We referred to the HSB, and its exhaustively detailed information about how other websites handle scaling, many times during the course of Stack Overflow development. And I've cited it myself when researching what we think is the largest public same-stack (Microsoft) website on the internet, Plenty of Fish. It's an excellent resource.

I don't know if Stack Overflow has that much traffic relative to many of the other truly giant public websites profiled on the HSB. You can see our public Stack Overflow traffic stats at Quantcast if you're curious. Still, it's great to be able to give back to the community and help document our own process of scaling our little corner of the web.
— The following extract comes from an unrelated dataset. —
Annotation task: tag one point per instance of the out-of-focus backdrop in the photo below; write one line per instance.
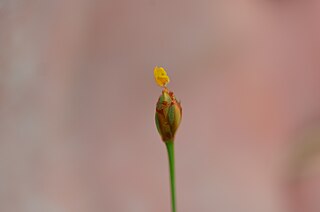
(77, 102)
That said, I agree with the overall conclusion that Todd Hoff reaches:

If you need to Google scale then you really have no choice but to go the NoSQL direction. But Stack Overflow is not Google and neither are most sites. When thinking about your design options keep Stack Overflow in mind. In this era of multi-core, large RAM machines and advances in parallel programming techniques, scale up is still a viable strategy and shouldn't be tossed aside just because it's not cool anymore. Maybe someday we'll have the best of both worlds, but for now there's a big painful choice to be made and that choice decides your fate.

Scaling up is definitely a viable solution, as both Plenty of Fish and we can attest.

Like all of Todd's pieces, it is exhaustively researched and documented, and well worth your time to read. I was a little stunned how thorough it was, actually -- I doubt anyone outside our core development team has thought about our design and scaling this much!